Schaefers is a friend of Outbackers.com and I think you should definitely mention that you are online and talking to all of us, it might be worth a couple of bucks.

Welcome, Good luck, and enjoy! Hope to see you at a rally sometime!

Clare


----------



## jedmunson (Apr 14, 2006)

Regarding Warranty/Service work.....You can call Keystone and get a list of local authorized Keystone repair places - They may or may not be your local Outback dealer....There will be several and there is nothing that says you have to take it to the Outback shop. We bought from Lakeshore and are in Oklahoma and have not had to get in for any warranty work. The warranty is good only for a year and then you can take it anywhere you want and our local shop where we would take it isnt even a Keystone shop.
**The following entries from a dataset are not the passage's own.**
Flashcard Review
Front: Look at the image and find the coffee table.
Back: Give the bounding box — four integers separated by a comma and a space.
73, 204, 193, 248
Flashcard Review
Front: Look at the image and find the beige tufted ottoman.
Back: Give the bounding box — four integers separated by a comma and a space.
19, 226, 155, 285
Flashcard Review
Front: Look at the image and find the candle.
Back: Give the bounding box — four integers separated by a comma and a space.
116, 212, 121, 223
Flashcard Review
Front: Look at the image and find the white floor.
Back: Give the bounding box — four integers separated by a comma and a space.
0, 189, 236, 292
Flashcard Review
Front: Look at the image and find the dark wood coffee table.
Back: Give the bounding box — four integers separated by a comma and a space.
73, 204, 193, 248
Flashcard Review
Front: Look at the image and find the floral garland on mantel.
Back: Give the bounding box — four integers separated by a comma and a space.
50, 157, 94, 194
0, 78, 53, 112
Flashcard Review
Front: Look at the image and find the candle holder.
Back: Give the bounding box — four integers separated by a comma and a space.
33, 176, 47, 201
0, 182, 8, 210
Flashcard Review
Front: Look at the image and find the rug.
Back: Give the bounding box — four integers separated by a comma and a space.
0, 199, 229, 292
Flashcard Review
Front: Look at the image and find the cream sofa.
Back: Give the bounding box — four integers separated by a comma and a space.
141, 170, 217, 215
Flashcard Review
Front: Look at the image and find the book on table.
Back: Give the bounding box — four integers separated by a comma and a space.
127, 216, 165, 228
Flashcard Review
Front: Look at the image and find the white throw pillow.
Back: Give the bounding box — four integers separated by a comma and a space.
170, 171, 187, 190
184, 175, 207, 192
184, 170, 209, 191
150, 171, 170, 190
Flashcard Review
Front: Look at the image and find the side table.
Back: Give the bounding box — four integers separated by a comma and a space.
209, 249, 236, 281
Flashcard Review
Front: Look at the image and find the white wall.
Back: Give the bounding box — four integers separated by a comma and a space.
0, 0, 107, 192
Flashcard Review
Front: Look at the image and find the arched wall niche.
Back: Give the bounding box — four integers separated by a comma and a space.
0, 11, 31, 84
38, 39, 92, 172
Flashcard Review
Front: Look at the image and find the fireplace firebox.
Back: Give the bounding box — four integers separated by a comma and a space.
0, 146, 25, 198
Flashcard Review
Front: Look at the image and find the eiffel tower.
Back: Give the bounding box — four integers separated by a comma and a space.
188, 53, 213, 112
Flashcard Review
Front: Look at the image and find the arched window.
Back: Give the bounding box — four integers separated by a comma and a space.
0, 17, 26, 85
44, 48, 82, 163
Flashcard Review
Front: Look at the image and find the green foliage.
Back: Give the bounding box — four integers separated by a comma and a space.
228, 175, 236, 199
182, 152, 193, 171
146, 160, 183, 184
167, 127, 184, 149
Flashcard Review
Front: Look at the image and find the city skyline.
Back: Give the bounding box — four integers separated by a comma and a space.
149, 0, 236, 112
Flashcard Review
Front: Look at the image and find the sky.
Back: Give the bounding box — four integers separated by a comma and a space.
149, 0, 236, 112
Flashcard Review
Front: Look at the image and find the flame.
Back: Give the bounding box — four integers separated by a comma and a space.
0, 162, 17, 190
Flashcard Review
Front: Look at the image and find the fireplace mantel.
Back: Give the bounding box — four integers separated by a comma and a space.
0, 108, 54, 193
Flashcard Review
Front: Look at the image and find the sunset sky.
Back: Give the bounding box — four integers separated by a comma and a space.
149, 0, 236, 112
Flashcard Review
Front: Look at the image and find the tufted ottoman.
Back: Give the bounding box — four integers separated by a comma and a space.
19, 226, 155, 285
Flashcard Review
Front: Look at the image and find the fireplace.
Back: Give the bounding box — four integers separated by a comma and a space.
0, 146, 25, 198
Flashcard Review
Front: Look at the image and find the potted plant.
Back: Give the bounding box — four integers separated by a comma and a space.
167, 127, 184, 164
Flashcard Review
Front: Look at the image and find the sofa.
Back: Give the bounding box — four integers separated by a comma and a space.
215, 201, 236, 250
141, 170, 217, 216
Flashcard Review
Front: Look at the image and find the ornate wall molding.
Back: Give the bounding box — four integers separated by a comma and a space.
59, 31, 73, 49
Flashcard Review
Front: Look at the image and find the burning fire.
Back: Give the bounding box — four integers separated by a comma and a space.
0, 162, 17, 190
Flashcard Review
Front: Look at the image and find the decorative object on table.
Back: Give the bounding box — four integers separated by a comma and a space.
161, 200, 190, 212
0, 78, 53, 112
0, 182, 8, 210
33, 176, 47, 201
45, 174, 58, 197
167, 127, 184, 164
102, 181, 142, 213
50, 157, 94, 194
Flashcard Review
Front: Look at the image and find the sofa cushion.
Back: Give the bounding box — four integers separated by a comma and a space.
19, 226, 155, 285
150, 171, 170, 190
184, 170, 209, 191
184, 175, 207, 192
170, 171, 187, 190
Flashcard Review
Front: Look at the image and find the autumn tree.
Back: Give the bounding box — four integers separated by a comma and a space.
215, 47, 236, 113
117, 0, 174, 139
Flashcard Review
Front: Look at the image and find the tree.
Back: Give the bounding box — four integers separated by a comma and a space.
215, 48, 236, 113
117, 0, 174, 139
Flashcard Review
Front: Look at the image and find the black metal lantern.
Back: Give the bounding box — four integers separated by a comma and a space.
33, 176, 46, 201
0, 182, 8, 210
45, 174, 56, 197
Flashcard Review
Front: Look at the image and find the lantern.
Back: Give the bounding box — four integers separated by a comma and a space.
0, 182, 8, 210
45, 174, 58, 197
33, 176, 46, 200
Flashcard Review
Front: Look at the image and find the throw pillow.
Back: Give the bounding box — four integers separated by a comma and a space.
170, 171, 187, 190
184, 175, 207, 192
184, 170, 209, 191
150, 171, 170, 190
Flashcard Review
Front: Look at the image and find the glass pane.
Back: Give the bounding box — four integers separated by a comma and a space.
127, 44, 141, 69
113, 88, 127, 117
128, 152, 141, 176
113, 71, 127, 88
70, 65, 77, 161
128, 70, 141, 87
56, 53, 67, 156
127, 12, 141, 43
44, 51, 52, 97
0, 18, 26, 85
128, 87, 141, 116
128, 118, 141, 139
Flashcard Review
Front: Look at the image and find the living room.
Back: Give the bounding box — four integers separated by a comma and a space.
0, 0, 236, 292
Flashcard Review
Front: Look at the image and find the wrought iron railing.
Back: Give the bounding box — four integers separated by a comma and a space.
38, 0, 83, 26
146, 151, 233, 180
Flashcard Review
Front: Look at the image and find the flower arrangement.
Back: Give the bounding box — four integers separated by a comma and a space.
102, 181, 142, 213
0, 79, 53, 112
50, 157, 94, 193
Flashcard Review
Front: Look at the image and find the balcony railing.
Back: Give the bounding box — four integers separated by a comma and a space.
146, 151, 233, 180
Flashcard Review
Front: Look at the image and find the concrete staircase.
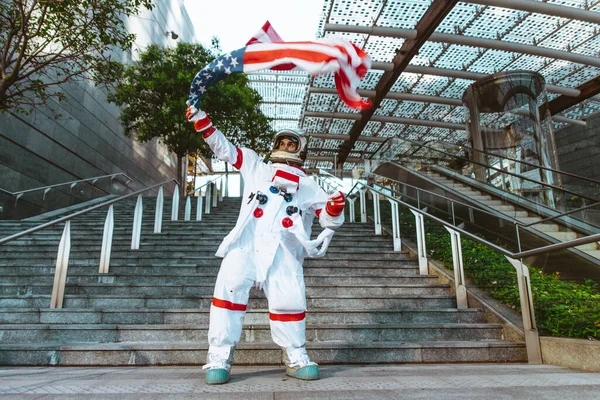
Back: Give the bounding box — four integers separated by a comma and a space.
0, 198, 526, 366
426, 171, 600, 261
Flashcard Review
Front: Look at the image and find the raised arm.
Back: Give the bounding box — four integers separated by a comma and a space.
185, 106, 243, 169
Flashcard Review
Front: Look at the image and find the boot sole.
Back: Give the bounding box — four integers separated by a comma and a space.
285, 365, 320, 381
204, 369, 229, 385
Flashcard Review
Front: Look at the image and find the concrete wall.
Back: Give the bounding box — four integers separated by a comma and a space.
0, 0, 195, 219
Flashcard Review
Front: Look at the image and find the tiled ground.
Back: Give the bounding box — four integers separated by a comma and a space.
0, 364, 600, 400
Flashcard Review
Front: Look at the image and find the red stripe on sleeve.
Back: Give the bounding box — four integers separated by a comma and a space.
271, 169, 300, 183
233, 147, 244, 169
269, 312, 306, 322
213, 297, 247, 311
202, 126, 216, 139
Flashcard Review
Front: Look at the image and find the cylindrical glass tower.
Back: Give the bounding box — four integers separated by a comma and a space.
462, 71, 560, 207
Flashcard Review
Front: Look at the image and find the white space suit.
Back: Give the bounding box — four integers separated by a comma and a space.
200, 129, 344, 368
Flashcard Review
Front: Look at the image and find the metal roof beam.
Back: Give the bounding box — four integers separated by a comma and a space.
307, 133, 387, 143
304, 111, 466, 130
371, 62, 581, 97
325, 24, 600, 67
338, 0, 458, 169
309, 87, 587, 126
463, 0, 600, 24
540, 75, 600, 115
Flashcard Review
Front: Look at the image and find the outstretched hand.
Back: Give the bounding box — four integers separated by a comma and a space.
185, 105, 212, 132
325, 190, 346, 217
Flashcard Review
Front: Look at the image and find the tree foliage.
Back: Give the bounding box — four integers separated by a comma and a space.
103, 43, 273, 178
0, 0, 152, 112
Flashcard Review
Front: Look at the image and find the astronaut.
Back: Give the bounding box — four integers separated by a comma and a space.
187, 107, 345, 384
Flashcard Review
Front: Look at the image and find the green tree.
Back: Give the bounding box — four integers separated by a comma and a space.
105, 43, 273, 191
0, 0, 152, 112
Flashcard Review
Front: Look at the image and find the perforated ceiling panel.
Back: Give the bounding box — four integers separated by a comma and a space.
244, 0, 600, 170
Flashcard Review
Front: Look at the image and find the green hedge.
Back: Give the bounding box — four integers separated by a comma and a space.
356, 195, 600, 339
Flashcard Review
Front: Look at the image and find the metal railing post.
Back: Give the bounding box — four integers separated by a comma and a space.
98, 204, 115, 274
131, 194, 143, 250
183, 196, 192, 221
505, 256, 542, 364
346, 197, 356, 222
196, 190, 202, 221
50, 221, 71, 308
225, 172, 229, 197
204, 183, 212, 214
410, 210, 429, 275
171, 185, 179, 221
444, 226, 469, 308
219, 175, 225, 201
154, 186, 165, 233
388, 199, 402, 251
358, 189, 367, 224
211, 182, 219, 208
371, 190, 381, 235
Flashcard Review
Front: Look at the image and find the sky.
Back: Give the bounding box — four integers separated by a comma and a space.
184, 0, 324, 52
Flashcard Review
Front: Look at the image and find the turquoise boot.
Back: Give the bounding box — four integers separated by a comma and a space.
281, 347, 320, 381
202, 346, 235, 385
285, 364, 320, 381
204, 368, 229, 385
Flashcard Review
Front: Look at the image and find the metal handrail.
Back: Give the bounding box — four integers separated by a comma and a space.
0, 172, 133, 198
325, 172, 600, 258
188, 174, 227, 196
0, 179, 179, 245
370, 138, 600, 202
328, 170, 552, 364
0, 179, 179, 308
369, 137, 600, 185
412, 162, 600, 228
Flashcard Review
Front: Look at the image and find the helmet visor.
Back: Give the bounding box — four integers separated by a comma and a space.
273, 135, 300, 153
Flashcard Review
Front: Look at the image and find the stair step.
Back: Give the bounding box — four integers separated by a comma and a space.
0, 323, 502, 345
0, 340, 527, 366
0, 281, 450, 298
0, 294, 456, 310
0, 308, 483, 325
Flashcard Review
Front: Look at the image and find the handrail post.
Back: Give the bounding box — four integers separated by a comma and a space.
98, 204, 115, 274
219, 175, 224, 201
371, 190, 381, 235
204, 183, 212, 214
183, 196, 192, 221
211, 182, 219, 208
50, 221, 71, 308
346, 197, 356, 223
410, 210, 429, 275
171, 184, 179, 221
388, 199, 402, 251
444, 226, 469, 308
131, 194, 144, 250
358, 189, 367, 224
505, 256, 542, 364
154, 186, 165, 233
196, 190, 202, 221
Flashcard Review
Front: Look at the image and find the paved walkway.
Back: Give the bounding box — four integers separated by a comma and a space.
0, 364, 600, 400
Our local OB shop threatened not to service if we didnt buy from them and then wouldnt even reduce anything....We bought from Lakeshore and were several thousands cheaper than the local shop and that INCLUDED shipping.

Happy Hunting!


----------



## swanny (Oct 31, 2007)

WELCOME!!!!!!!!!!!!!!!!! Stewartsville, STEWARTSVILLE!!!! hello from Pa just across the river from Harmony. I bought my Outback last year from a guy in Washington NJ. the outback i bought was purchased from Schaeffers. Schaeffer has been very helpful. I even got warranty work done (second owner) don't know if this is normal procedure. 
another good thing they are right down the road from Cabelas







and they will take you there and pick you up.

regards, kevin


----------



## Joonbee (Jan 18, 2008)

Thanks for the help. I do plan on calling them tomorrow and trying to work something out. I hope it does work out, because they have been very professional so far. I think using the outbackers is a good suggestion and the fact that they will shoe themselves in to all of my future service and even my upgrade down the road. I tend to be a very loyal person. Hopefully we can come to some terms.
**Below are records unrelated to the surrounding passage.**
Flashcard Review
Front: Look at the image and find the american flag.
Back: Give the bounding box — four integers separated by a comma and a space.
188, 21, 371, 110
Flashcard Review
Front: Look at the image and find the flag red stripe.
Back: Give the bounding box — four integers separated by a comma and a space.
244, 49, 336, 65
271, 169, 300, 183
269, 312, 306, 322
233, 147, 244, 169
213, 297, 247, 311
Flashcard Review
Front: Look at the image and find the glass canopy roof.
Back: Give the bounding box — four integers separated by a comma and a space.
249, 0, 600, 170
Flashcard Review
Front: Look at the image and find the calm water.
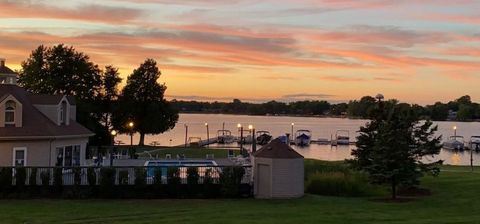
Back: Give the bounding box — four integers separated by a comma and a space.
116, 114, 480, 165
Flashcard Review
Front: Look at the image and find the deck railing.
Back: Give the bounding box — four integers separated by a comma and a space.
0, 166, 252, 186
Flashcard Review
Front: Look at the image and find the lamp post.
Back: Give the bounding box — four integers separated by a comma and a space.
453, 126, 457, 140
205, 123, 210, 148
128, 121, 135, 146
248, 125, 257, 153
184, 124, 188, 148
237, 123, 243, 153
289, 123, 295, 142
110, 130, 117, 146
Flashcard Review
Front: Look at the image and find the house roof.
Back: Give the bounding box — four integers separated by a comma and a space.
28, 93, 75, 105
253, 138, 304, 159
0, 85, 93, 139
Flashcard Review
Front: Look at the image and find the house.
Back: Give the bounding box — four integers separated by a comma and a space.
0, 59, 94, 166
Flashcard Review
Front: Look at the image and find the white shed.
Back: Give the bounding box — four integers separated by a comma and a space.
253, 139, 304, 198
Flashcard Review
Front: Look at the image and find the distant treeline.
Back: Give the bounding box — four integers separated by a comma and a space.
172, 95, 480, 121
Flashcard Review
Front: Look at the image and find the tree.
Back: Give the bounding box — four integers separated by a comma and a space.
349, 99, 442, 199
113, 59, 178, 145
18, 44, 102, 100
18, 44, 102, 143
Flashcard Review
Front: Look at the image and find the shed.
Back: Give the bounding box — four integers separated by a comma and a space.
253, 138, 304, 198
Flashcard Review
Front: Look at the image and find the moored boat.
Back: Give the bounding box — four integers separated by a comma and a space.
295, 130, 312, 146
443, 135, 465, 150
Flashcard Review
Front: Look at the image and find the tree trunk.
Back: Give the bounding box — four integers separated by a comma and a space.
138, 132, 145, 146
392, 176, 397, 200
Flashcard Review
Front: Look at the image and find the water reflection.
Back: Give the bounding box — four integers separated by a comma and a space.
117, 114, 480, 165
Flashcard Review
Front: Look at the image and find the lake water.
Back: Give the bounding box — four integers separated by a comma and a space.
116, 114, 480, 165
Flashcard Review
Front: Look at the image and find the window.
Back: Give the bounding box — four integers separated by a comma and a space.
55, 145, 80, 167
13, 148, 27, 166
5, 100, 16, 124
60, 101, 68, 125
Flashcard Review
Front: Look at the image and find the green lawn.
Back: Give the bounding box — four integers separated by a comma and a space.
0, 166, 480, 224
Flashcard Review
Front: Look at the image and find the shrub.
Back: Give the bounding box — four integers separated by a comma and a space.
28, 167, 37, 186
118, 170, 128, 185
135, 167, 147, 188
87, 167, 97, 187
53, 167, 63, 190
220, 166, 245, 197
100, 167, 115, 197
15, 167, 27, 188
40, 170, 50, 187
305, 171, 378, 197
153, 167, 162, 187
187, 167, 200, 185
72, 167, 82, 186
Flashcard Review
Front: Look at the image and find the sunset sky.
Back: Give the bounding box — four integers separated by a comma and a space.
0, 0, 480, 104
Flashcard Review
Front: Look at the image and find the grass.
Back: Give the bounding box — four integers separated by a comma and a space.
0, 162, 480, 224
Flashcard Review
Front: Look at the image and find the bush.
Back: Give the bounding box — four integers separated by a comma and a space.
220, 166, 245, 197
118, 170, 128, 185
305, 171, 378, 197
87, 167, 97, 188
167, 166, 181, 185
15, 167, 27, 188
28, 167, 37, 186
40, 170, 50, 187
100, 167, 115, 197
187, 167, 200, 185
53, 167, 63, 191
72, 167, 82, 187
153, 167, 162, 188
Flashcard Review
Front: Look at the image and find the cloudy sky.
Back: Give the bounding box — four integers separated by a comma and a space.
0, 0, 480, 104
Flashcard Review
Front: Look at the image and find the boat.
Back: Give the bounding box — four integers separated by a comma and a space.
217, 129, 235, 144
332, 130, 350, 145
295, 130, 312, 146
443, 135, 465, 150
468, 136, 480, 151
256, 131, 272, 145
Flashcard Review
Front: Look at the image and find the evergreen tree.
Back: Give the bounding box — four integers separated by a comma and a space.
349, 99, 442, 199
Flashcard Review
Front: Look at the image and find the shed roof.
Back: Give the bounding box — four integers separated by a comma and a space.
253, 138, 304, 159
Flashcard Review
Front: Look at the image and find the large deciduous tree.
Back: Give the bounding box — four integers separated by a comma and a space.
349, 99, 442, 199
113, 59, 178, 145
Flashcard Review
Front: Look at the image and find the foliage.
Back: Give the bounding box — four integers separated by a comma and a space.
187, 167, 200, 185
135, 167, 147, 188
167, 166, 181, 185
220, 166, 245, 197
15, 167, 27, 188
350, 102, 442, 198
87, 167, 97, 187
113, 59, 178, 145
100, 167, 115, 197
40, 170, 50, 187
53, 167, 63, 190
72, 167, 82, 186
118, 170, 128, 185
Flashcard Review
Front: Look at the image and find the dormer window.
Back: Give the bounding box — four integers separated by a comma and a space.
60, 101, 68, 125
5, 100, 16, 125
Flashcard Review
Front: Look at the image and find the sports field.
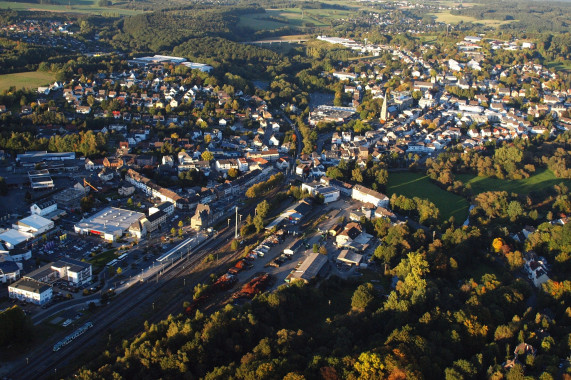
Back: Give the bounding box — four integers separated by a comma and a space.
456, 169, 571, 195
387, 172, 470, 223
0, 71, 54, 92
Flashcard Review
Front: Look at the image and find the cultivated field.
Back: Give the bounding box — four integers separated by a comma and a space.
430, 11, 517, 28
387, 172, 470, 223
0, 71, 54, 91
238, 8, 358, 30
0, 0, 142, 16
456, 170, 571, 195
Again, I can t thank you all enough for the warm welcomes and the help. I do definately look forward to meeting some or all of you at some point and sharing a campfire.

Jim


----------



## Sayonara (Jul 23, 2007)

WELCOME AND GOOD LUCK!! You will love it here. Stay involved and you will quickly see how great everyone is!!


----------



## Lady Di (Oct 28, 2005)

Welcome









Hope you make the deal you need/want.

The 29 is a great model. Shame they discontinued it.


----------



## Cabana Dave (Jan 29, 2007)

Welcome Joonbee from a fellow New Jerseyan! Outbackers is a wealth of information and really great people. The collection of knowledge and peoples view points is invaluable. Maybe we'll get to meet you in the future.

Cabana Dave and family.


----------



## Joonbee (Jan 18, 2008)

I can't believe how many outbackers ther are in this area. I can't wait to start puting faces to names.
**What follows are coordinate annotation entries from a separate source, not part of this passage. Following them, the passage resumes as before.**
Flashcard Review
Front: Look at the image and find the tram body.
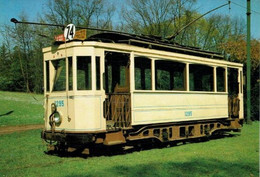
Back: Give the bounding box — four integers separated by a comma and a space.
42, 33, 244, 149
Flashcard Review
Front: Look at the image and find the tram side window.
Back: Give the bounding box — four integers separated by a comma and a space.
45, 61, 50, 92
217, 67, 226, 92
77, 56, 91, 90
155, 60, 186, 90
228, 68, 239, 95
135, 57, 152, 90
52, 58, 66, 91
189, 64, 214, 91
68, 57, 73, 90
96, 57, 100, 90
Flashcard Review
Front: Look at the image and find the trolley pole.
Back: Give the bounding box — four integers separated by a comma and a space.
246, 0, 251, 124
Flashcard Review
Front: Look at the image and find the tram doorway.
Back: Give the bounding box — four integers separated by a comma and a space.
104, 52, 131, 129
228, 68, 241, 118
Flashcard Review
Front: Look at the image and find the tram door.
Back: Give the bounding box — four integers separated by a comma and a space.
104, 52, 131, 129
228, 68, 240, 118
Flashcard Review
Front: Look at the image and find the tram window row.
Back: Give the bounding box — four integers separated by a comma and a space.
46, 56, 232, 93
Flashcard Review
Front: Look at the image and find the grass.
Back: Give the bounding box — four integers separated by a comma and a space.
0, 91, 259, 177
0, 91, 44, 127
0, 122, 259, 177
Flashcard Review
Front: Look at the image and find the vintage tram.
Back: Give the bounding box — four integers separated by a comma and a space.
41, 32, 243, 151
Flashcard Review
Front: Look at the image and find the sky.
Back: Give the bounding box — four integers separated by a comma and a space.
0, 0, 260, 41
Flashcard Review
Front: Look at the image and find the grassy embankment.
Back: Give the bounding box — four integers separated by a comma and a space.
0, 91, 44, 127
0, 92, 259, 177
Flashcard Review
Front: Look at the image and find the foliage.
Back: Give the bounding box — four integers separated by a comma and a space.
220, 35, 260, 120
0, 122, 259, 177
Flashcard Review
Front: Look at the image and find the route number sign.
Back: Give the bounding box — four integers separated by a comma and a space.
64, 24, 76, 41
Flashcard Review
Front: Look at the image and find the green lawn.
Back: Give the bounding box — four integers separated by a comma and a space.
0, 122, 259, 177
0, 91, 44, 127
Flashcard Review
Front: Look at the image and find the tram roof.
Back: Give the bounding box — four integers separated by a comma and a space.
86, 32, 224, 59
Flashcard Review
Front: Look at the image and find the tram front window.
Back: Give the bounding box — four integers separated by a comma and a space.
77, 56, 91, 90
52, 58, 66, 91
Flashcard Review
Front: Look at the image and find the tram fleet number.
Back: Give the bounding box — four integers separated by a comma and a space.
54, 100, 64, 107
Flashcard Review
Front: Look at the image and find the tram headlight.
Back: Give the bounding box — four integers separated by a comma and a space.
53, 112, 62, 126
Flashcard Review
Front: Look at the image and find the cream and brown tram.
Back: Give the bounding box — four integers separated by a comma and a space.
41, 32, 244, 153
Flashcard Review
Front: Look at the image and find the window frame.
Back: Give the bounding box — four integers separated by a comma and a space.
75, 55, 93, 91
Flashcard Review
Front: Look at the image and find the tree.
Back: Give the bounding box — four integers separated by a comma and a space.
122, 0, 195, 38
220, 35, 260, 120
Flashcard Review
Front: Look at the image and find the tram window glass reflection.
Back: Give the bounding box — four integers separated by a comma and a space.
96, 57, 100, 90
228, 68, 239, 95
189, 64, 214, 91
68, 57, 73, 90
135, 57, 152, 90
52, 58, 66, 91
77, 56, 91, 90
45, 61, 50, 92
155, 60, 186, 90
217, 67, 226, 92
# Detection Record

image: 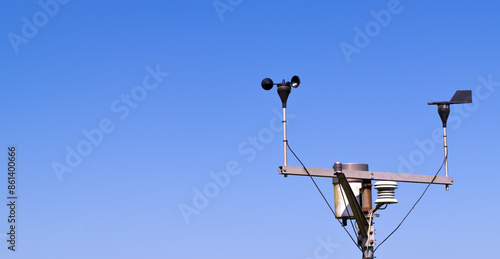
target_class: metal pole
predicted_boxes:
[443,126,450,191]
[283,107,288,166]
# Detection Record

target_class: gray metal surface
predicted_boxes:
[336,172,368,238]
[279,166,453,185]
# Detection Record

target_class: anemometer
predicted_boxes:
[261,76,472,259]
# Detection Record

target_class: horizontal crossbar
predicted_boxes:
[279,166,453,185]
Sayonara. Glad I could help with your tailgate issue and the greatness of the people on this forum has already shown through loud and clear.

Jim


----------



## Joonbee (Jan 18, 2008)

Well how did I do? We went down today and beat Schaeffer's up pretty good. At least I think or hope we did. Got the 04 29fbhs for $17,200 including a Reese slide hitch and full installation with the plug in the bed. Good deal? Our salesman Chris had nothing but nice things to say about Outbackers and had done our homework and was getting good advice. Thanks again for everyones help and we look forward to some Outbackers rally's. SPeaking of which I need to get in touch with the campground for the NE pig roast. Tami any advice on which one of the available sites would be the best.

Thanks again, "fellow outbackers", Jim and Kristen


----------



## tdvffjohn (Mar 10, 2005)

You had Chris? Thats the same clown that sold me my fiver









Tell him I said hello









Chris was great, he has even joined us at 2 rallies so far









John


----------



## swanny (Oct 31, 2007)

Schaeffer's Rv good people. since my 5er was purchased there i went to them for my hitch. I wanted the 16k pull-rite but they didn't have any. only 14 and 18k. I guess he saw my disappointment. the next day they called back and told me they went and bought 3 16k hitches and they would sell me the 16k for the 14k price. also they were the ONLY dealer who told me the exact price of all work and labor! then they knocked 25 bucks off because my truck had some wires already there.


----------